Microsoft Staffers Reportedly Oppose ‘Unethical’ TikTok Deal

The US is currently forcing TikTok to be sold to an American company, saying that the would-be transaction must be completed by 15 September or otherwise the popular video-sharing app used by around 100 million users in the US will be banned in the country.

Microsoft staffers don’t want their employer to buy out the short video app TikTok, the brainchild of the Chinese firm ByteDance, as revealed by internal message exchanges cited by the Daily Mail.

Writing on a corporate social network called Yammer, they explicitly stated that it feels like a deal and participation in negotiations to this end are not the right thing to do in terms of ethics.

Another portrayed the talks as “unethical from pretty much any perspective”.

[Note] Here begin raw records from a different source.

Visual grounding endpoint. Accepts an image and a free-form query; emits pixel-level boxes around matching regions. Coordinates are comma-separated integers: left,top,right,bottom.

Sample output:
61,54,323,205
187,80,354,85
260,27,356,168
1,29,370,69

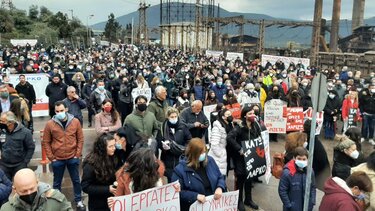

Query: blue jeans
362,114,375,139
52,158,82,202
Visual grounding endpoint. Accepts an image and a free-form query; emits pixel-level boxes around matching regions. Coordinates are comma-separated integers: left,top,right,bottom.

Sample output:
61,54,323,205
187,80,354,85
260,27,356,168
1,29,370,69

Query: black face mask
137,103,147,112
20,191,38,204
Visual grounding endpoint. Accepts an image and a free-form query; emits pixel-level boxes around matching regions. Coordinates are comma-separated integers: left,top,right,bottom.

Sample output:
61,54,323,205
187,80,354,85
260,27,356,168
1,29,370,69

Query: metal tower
1,0,14,10
138,0,150,43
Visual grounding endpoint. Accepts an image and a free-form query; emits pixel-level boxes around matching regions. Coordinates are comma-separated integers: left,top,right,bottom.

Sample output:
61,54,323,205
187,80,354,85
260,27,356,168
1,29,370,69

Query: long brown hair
185,138,207,169
102,98,120,124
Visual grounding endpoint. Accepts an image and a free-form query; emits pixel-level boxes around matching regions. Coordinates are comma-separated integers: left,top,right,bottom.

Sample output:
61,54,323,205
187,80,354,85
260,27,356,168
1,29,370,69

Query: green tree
29,5,39,21
104,13,121,42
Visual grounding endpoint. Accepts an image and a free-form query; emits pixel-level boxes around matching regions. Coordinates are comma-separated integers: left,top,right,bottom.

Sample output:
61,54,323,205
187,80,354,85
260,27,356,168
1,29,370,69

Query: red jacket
319,177,361,211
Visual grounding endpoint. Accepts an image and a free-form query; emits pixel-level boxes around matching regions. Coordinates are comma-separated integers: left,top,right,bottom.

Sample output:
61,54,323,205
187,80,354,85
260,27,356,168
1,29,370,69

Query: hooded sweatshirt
319,177,361,211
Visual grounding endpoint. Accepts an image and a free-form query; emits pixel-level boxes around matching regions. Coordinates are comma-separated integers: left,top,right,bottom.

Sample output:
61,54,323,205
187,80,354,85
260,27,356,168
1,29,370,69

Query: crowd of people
0,45,375,211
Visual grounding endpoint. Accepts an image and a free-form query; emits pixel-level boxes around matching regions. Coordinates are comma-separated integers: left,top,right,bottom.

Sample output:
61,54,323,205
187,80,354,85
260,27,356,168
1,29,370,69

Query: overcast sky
13,0,375,25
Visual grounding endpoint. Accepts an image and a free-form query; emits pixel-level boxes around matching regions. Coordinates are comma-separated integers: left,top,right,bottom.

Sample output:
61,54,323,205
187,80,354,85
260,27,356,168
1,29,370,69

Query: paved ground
22,113,373,211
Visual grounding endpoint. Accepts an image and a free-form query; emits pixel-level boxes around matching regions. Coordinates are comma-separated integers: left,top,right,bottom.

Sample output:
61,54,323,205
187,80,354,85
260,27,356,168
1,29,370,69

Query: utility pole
138,0,151,43
1,0,14,10
310,0,323,65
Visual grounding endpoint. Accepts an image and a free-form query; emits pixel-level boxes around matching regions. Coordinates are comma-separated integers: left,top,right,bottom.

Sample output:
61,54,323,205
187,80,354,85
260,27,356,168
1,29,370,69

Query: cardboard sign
303,109,324,135
241,133,267,178
9,73,49,117
284,107,304,132
132,88,152,105
264,99,286,133
189,190,239,211
111,181,180,211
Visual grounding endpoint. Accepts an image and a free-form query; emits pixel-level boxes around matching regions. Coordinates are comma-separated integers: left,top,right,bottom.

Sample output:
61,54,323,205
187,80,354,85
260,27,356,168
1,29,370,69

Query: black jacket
46,81,68,106
81,162,116,211
0,123,35,167
16,81,36,104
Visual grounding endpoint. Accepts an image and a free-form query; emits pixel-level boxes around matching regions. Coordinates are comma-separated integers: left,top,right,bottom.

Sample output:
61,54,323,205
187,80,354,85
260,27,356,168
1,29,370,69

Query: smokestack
352,0,365,31
329,0,341,52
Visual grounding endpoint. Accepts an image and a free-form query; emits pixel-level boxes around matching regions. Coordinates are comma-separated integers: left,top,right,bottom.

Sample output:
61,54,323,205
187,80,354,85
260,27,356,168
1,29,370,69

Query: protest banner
284,107,304,132
241,128,267,179
9,74,49,117
264,99,286,133
111,181,180,211
226,52,243,61
132,88,152,105
189,190,239,211
303,108,324,135
262,54,310,68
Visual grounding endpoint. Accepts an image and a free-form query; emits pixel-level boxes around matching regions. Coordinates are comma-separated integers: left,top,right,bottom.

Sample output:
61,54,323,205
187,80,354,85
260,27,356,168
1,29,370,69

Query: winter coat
319,177,361,211
124,110,159,137
279,160,316,211
0,169,12,207
46,81,68,106
0,123,35,167
156,120,191,178
16,81,36,105
0,182,73,211
332,149,356,180
208,121,228,175
42,113,84,161
81,162,116,211
147,98,169,124
351,163,375,211
172,156,226,210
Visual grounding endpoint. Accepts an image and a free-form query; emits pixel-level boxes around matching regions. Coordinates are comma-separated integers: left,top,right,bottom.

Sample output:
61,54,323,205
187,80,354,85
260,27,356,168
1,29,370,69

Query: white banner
111,181,180,211
262,54,310,68
10,39,38,47
9,73,49,117
227,52,243,61
264,99,286,133
189,190,239,211
132,88,152,106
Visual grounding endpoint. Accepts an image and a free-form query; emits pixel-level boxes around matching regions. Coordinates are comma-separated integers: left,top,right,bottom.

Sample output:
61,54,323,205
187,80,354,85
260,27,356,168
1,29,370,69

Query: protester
172,138,226,210
42,101,86,210
156,107,191,182
319,171,373,211
95,99,121,136
81,134,120,211
279,147,316,211
0,168,73,211
63,86,87,127
0,111,35,180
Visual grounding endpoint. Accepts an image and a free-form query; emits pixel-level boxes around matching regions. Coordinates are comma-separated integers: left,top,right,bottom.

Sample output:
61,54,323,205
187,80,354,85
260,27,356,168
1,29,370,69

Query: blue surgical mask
295,160,307,169
115,143,122,149
199,153,206,162
55,112,66,120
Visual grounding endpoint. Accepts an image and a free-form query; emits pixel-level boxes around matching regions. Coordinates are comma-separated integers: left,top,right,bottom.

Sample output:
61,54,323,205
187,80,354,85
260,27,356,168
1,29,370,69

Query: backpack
271,152,285,179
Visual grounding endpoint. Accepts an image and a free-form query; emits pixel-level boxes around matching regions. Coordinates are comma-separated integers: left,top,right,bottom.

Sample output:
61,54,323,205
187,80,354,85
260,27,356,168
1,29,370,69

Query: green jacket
124,110,159,137
0,182,73,211
147,98,168,125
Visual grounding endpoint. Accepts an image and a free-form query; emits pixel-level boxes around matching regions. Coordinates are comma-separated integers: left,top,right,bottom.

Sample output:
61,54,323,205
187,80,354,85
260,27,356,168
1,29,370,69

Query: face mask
104,106,112,113
115,143,122,149
0,92,9,99
137,103,147,112
168,118,178,125
350,150,359,159
227,116,233,123
98,86,104,91
20,191,38,204
295,160,307,169
56,112,66,120
199,153,206,162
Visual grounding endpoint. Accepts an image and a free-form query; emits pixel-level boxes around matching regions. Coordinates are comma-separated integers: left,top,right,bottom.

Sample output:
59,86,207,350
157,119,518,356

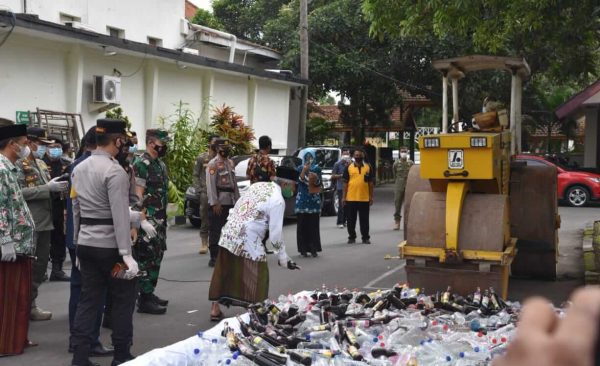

Separately, in a survey on Yammer, seen by Business Insider, 63 percent of staff said “no” when asked whether they were for Microsoft’s potential buyout of TikTok. Another 19 percent of some 250 staffers polled said they “weren’t sure” and just 18 percent said “yes”.

Trump initially announced he would ban TikTok’s Chinese umbrella company from operating in the US on national security grounds, over fears that private data could be harvested through the app upon Beijing’s order – something that China outright denied. The Chinese envoy to the US, Cui Tiankai, said in response that forcing TikTok to sell to Microsoft violated US free market principles. Beijing, for its part, warned the US of “consequences” if it opens “Pandora’s Box” with what a Chinese official called “political manipulation” and a crackdown on a Chinese company. 

Donald Trump’s last-minute decision to allow Microsoft to purchase TikTok, thereby boosting the tech giant’s social media presence, was understood to have been triggered by talks with fellow Republicans and Microsoft CEO Satya Nadella.

The only social network currently owned by Microsoft is LinkedIn – its previous biggest purchase, which cost it $26 billion in 2016.

Neither Facebook nor Google, Microsoft’s potential competitors in the social media domain, can enter the running for TikTok, because of anti-trust issues they are facing over allegations of monopoly rights abuse.

The valuation for TikTok by ByteDance, who earlier complained about facing problems when attempting to go global, has climbed above $50 billion, although US pressure to divest it could lower the price, an earlier Reuters report has it. The deal is to be finalised by 15 September.

Now that the deal is in the making, the key task is reportedly separating TikTok’s technology from ByteDance’s infrastructure, so as to effectively alleviate Washington’s mounting concerns about the integrity of personal data.